Look at a Bote catalog and the photogenic family are the models for many of the products. Magda calls their modern home in Destin (which they knocked down to the studs and rebuilt themselves), their product testing lab. It’s full of discarded demos, forgotten ideas and paddleboard prototypes.
“We don’t sell a product that our family hasn’t used, is using or will use in the future,” Magda says.
Carol Zorn, a 2007 Auburn graduate, is a Bote graphic designer and loves working for a company that encourages her to be herself and occasionally allows employees to wear a swimsuit to work. “You can really see Corey and Magda in the look and feel of the brand and the culture here,” Zorn says. “They understand what it’s like to be a parent.”
After more than a decade of charging ahead, there are signs the couple are starting to step back, at least a little. Now with three children, Magda stepped away from the day-to-day operations last year to spend more time with them.
“I’d rather have regrets about the company than our children,” she says. The company has hired an executive team and plans to bring on a president, giving Corey the flexibility to step away from the daily operations.

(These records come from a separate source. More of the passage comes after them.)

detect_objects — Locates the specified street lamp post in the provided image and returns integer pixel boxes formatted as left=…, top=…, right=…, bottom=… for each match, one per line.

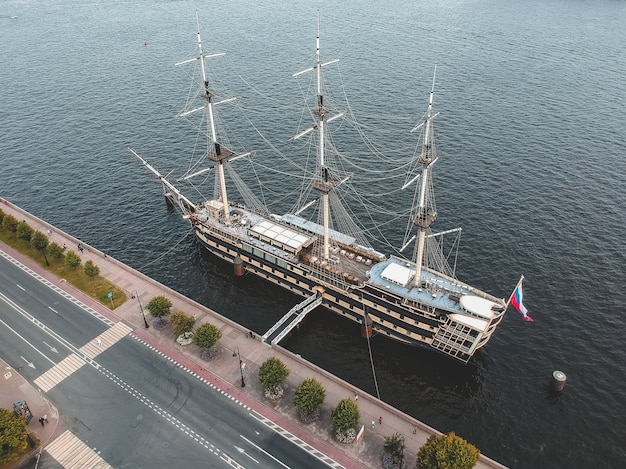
left=131, top=290, right=149, bottom=328
left=233, top=347, right=245, bottom=387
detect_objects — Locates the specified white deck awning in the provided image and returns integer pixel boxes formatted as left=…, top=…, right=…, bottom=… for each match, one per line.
left=380, top=263, right=414, bottom=287
left=459, top=295, right=498, bottom=319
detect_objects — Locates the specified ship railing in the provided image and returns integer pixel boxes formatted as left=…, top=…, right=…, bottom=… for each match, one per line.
left=198, top=221, right=241, bottom=244
left=308, top=267, right=353, bottom=292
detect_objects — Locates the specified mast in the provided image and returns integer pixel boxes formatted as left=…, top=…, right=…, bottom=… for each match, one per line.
left=412, top=67, right=439, bottom=286
left=194, top=13, right=232, bottom=220
left=292, top=14, right=342, bottom=261
left=314, top=20, right=331, bottom=260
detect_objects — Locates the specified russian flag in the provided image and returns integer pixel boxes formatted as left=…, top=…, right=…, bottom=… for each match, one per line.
left=511, top=280, right=533, bottom=322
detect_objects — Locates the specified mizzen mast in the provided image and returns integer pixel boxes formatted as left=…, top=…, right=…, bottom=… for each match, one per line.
left=412, top=67, right=439, bottom=286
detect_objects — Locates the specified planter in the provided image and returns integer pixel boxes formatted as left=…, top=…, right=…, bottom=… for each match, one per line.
left=176, top=332, right=194, bottom=345
left=264, top=385, right=284, bottom=402
left=200, top=347, right=221, bottom=361
left=153, top=317, right=169, bottom=330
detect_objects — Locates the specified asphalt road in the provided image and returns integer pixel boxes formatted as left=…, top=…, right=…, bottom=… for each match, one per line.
left=0, top=254, right=328, bottom=468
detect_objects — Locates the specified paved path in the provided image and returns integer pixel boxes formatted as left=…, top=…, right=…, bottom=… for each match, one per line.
left=0, top=198, right=507, bottom=469
left=0, top=357, right=59, bottom=468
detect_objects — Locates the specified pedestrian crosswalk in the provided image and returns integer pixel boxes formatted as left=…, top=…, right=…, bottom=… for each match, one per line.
left=81, top=321, right=133, bottom=358
left=34, top=321, right=133, bottom=392
left=34, top=354, right=86, bottom=392
left=46, top=430, right=112, bottom=468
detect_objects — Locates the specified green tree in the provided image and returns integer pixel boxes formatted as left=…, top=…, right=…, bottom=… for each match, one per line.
left=258, top=357, right=290, bottom=392
left=330, top=398, right=360, bottom=436
left=83, top=260, right=100, bottom=278
left=48, top=242, right=64, bottom=259
left=293, top=378, right=325, bottom=421
left=416, top=432, right=480, bottom=469
left=193, top=323, right=222, bottom=349
left=170, top=311, right=196, bottom=337
left=1, top=214, right=18, bottom=233
left=0, top=408, right=30, bottom=464
left=0, top=208, right=5, bottom=224
left=16, top=221, right=33, bottom=241
left=64, top=250, right=81, bottom=269
left=31, top=231, right=50, bottom=266
left=146, top=295, right=173, bottom=319
left=383, top=432, right=405, bottom=469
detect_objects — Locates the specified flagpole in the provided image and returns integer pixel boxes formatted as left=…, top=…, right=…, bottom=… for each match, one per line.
left=504, top=275, right=524, bottom=310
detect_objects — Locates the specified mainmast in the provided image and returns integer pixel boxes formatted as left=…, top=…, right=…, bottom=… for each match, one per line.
left=292, top=15, right=343, bottom=260
left=412, top=67, right=439, bottom=286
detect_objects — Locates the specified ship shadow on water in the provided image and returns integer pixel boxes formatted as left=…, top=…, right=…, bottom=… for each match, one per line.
left=280, top=303, right=491, bottom=422
left=185, top=237, right=304, bottom=332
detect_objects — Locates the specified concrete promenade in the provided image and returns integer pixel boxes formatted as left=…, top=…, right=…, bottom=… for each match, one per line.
left=0, top=199, right=507, bottom=469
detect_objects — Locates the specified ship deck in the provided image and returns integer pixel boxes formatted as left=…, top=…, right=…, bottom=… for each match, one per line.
left=366, top=257, right=504, bottom=324
left=196, top=204, right=375, bottom=281
left=195, top=203, right=504, bottom=329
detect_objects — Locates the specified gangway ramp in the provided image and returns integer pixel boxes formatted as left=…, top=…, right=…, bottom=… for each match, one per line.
left=263, top=293, right=323, bottom=345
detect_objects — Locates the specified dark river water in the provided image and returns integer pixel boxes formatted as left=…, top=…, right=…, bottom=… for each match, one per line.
left=1, top=1, right=625, bottom=467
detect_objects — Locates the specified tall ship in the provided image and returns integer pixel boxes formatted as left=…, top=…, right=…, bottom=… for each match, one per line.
left=133, top=17, right=508, bottom=363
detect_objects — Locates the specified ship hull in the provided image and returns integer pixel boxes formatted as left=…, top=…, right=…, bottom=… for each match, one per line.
left=193, top=223, right=500, bottom=363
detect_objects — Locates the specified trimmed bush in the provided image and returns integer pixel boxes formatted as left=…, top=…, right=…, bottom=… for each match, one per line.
left=170, top=311, right=196, bottom=337
left=194, top=323, right=222, bottom=350
left=416, top=432, right=480, bottom=469
left=146, top=295, right=172, bottom=319
left=293, top=378, right=325, bottom=422
left=383, top=432, right=405, bottom=469
left=84, top=260, right=100, bottom=278
left=48, top=242, right=64, bottom=259
left=1, top=214, right=18, bottom=233
left=258, top=357, right=290, bottom=394
left=16, top=221, right=33, bottom=241
left=331, top=398, right=360, bottom=438
left=64, top=250, right=81, bottom=269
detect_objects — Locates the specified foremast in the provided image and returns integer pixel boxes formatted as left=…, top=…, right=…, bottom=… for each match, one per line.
left=412, top=67, right=439, bottom=287
left=177, top=13, right=234, bottom=220
left=292, top=16, right=344, bottom=261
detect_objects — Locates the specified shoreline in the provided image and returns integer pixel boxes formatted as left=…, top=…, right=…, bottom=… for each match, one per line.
left=0, top=197, right=506, bottom=468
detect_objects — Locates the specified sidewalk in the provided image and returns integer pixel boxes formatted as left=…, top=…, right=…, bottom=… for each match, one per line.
left=0, top=198, right=506, bottom=469
left=0, top=358, right=59, bottom=468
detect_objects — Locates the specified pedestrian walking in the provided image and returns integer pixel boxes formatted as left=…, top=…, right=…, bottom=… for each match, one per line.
left=371, top=420, right=375, bottom=429
left=97, top=339, right=102, bottom=347
left=379, top=416, right=383, bottom=425
left=43, top=414, right=48, bottom=423
left=39, top=417, right=44, bottom=427
left=354, top=393, right=358, bottom=401
left=77, top=243, right=83, bottom=252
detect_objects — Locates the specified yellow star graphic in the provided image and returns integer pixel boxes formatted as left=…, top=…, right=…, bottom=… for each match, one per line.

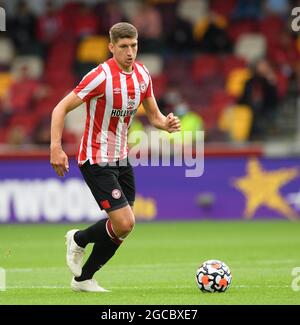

Magda says she misses the days when she knew every employee by name and their families. Growth is what they want for Bote, but both acknowledge it feels a bit different than it did a few years ago.
Not that Bote is going anywhere but up. The company is doubling its retail stores and planning an aggressive expansion into Europe and Australia. But the Coopers realize that the company is bigger than them and there is a life after Bote.
Magda drops a paddleboard into the shallows from the dock behind their house and steps down on it. She is perfectly balanced as she starts paddling. “Not my first time doing that,” she says, laughing.
“We failed so much, but we failed fast,” says Corey, thinking about the early days. He says he could launch Bote again in 24 months, knowing what they know now.
“I don’t think I would change anything. You can’t do it any differently,” Magda says.
She catches up to Corey, who has jumped in ahead of her, and they playfully splash each other. For a moment there are no deadlines. No employees to hire or products to test. Just the two of them gliding toward an orange and blue horizon, the sun melting into the bay.